DeRushé v. State, 146 Idaho 599, 603, 200 P.3d 1148, 1152 (2009). Thus, summary dismissal is
permissible when the applicant’s evidence has raised no genuine issue of material fact that, if
resolved in the applicant’s favor, would entitle the applicant to the requested relief. If such a
factual issue is presented, an evidentiary hearing must be conducted. Goodwin, 138 Idaho at
272, 61 P.3d at 629. Summary dismissal of an application for post-conviction relief may be
appropriate, however, even where the state does not controvert the applicant’s evidence because
the court is not required to accept either the applicant’s mere conclusory allegations, unsupported
by admissible evidence, or the applicant’s conclusions of law. Roman v. State, 125 Idaho 644,
647, 873 P.2d 898, 901 (Ct. App. 1994); Baruth v. Gardner, 110 Idaho 156, 159, 715 P.2d 369,
372 (Ct. App. 1986).
On review of a dismissal of a post-conviction relief application without an evidentiary
hearing, we determine whether a genuine issue of fact exists based on the pleadings, depositions,
and admissions together with any affidavits on file. Rhoades, 148 Idaho at 250, 220 P.3d at
1069; Ricca v. State, 124 Idaho 894, 896, 865 P.2d 985, 987 (Ct. App. 1993). In post-conviction
actions, the district court, as the trier of fact, is not constrained to draw inferences in favor of the
party opposing the motion for summary disposition; rather, the district court is free to arrive at
the most probable inferences to be drawn from uncontroverted evidence. Hayes v. State, 146
Idaho 353, 355, 195 P.3d 712, 714 (Ct. App. 2008).

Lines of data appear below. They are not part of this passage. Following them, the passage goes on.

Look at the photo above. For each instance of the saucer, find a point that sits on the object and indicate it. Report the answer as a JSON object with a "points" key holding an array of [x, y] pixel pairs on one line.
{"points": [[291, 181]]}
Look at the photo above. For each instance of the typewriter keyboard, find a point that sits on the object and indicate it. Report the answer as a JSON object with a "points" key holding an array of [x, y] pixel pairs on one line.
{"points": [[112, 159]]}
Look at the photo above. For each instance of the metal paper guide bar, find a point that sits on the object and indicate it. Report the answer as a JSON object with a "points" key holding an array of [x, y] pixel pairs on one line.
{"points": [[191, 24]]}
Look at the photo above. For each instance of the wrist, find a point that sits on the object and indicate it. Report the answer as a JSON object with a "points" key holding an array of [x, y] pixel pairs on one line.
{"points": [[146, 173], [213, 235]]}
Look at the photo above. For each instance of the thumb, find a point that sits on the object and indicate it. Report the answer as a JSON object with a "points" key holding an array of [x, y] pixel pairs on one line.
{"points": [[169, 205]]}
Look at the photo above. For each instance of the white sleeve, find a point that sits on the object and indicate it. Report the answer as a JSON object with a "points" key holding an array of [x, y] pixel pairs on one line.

Lash did not provide a record or transcripts from his underlying criminal case in the
appellate record. It is the responsibility of the appellant to provide a sufficient record to
substantiate his or her claims on appeal. Powell v. Sellers, 130 Idaho 122, 127, 937 P.2d 434,
439 (Ct. App. 1997). In the absence of an adequate record on appeal to support the appellant’s
claims, we will not presume error. Id.
We hold that the district court did not err in summarily dismissing Lash’s application for
post-conviction relief because Lash failed to present an adequate record on appeal. Accordingly,
the district court’s order summarily dismissing Lash’s application for post-conviction relief is
affirmed. Costs, but not attorney fees, are awarded to the respondent on appeal.
Chief Judge GRATTON, CONCURS.
Judge GUTIERREZ, CONCURS IN THE RESULT.